The National Association of Homebuilders reported Tuesday that its index of builder confidence fell for the eighth consecutive month in October, pushing the index to a record-low of 18 from a reading of 20 in September.
Many economists believe that housing will trim economic growth by more than a percentage point in the current quarter. However, they also think the country will avoid a recession because they believe the Federal Reserve will cut interest rates further should there be more signs that the housing downturn is effecting the overall economy
Applications for building permits, considered a good sign for future activity, also fell sharply in September, dropping by 7.3 percent to 1.226 million units, also the weakest pace in 14 years.

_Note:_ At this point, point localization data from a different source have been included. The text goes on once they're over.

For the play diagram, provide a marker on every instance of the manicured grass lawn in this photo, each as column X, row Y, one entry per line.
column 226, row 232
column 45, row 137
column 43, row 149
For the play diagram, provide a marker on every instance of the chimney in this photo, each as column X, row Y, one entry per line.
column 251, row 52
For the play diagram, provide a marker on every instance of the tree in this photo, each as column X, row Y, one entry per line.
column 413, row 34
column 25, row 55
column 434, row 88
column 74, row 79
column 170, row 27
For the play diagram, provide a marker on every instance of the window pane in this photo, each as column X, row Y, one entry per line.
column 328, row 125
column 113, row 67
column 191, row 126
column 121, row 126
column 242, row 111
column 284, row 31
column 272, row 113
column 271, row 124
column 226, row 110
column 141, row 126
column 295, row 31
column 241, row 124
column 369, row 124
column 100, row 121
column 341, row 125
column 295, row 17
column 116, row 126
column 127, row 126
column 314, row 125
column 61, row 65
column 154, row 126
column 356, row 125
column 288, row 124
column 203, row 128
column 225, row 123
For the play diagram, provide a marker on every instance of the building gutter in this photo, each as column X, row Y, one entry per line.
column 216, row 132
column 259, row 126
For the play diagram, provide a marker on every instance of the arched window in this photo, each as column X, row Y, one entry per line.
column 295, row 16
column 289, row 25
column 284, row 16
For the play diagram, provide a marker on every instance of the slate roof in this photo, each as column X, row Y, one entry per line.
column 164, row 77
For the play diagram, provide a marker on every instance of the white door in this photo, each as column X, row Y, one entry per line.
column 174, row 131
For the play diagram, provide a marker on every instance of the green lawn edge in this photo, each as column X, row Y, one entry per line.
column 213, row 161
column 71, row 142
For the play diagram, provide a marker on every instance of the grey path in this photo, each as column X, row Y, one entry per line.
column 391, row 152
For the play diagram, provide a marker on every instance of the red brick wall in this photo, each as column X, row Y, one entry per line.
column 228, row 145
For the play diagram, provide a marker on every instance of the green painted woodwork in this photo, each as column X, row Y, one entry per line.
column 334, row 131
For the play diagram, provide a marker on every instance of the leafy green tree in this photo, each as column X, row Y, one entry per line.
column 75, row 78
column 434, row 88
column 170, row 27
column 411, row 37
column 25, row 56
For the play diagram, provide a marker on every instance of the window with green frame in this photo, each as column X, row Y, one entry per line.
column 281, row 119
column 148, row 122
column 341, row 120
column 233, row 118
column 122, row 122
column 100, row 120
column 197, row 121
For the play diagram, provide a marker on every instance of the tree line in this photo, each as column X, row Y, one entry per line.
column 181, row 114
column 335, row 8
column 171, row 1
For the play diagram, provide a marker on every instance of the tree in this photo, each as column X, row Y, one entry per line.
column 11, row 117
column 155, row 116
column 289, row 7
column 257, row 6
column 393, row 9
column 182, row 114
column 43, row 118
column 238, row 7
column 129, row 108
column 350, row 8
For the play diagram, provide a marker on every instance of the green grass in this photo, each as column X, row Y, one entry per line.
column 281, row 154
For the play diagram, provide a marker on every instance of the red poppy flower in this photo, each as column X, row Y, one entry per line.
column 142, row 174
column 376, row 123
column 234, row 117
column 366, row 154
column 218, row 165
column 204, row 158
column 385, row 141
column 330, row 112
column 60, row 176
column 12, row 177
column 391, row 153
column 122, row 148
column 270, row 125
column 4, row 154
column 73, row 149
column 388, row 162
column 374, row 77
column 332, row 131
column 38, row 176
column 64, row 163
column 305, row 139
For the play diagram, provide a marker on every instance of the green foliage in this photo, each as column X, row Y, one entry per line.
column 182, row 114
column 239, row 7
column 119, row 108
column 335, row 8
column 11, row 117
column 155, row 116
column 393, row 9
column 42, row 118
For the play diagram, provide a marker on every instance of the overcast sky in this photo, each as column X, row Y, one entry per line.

Only the Northeast showed construction gains in September with activity rising by 45.4 percent in that region. Construction starts fell by 10.1 percent in the West, 11.7 percent in the South and 28.4 percent in the Midwest.
The 0.3 percent increase in consumer prices in September was the largest rise since a 0.7 percent surge last May, when energy prices were soaring.
Energy costs were up 0.3 percent in September following three straight monthly declines. Gasoline costs rose 0.4 percent, the biggest increase since May, while heating oil costs were up 0.9 percent. Analysts are forecast that energy prices will rise even further in the months ahead, reflecting the fact that oil prices have been trading at record highs above $88 per barrel.
Food costs jumped by 0.5 percent last month, the largest increase since a similar rise in June. The higher prices were led by a 13.1 percent surge in the cost of dairy products and a 7.2 percent increase in poultry prices. The cost of fresh fruits, beef and pork were also up. Vegetable prices, however, fell by 4 percent in September.
The 0.2 percent increase in core inflation, which excludes energy and food, matched the gains of the past three months.
Airline ticket prices rose 1.1 percent in August, while clothing costs were up by 0.3 percent. However, new car prices fell by 0.3 percent.
So far this year, consumer inflation is rising at an annual rate of 3.6 percent. That compares with an increase of 2.5 percent for all of 2006.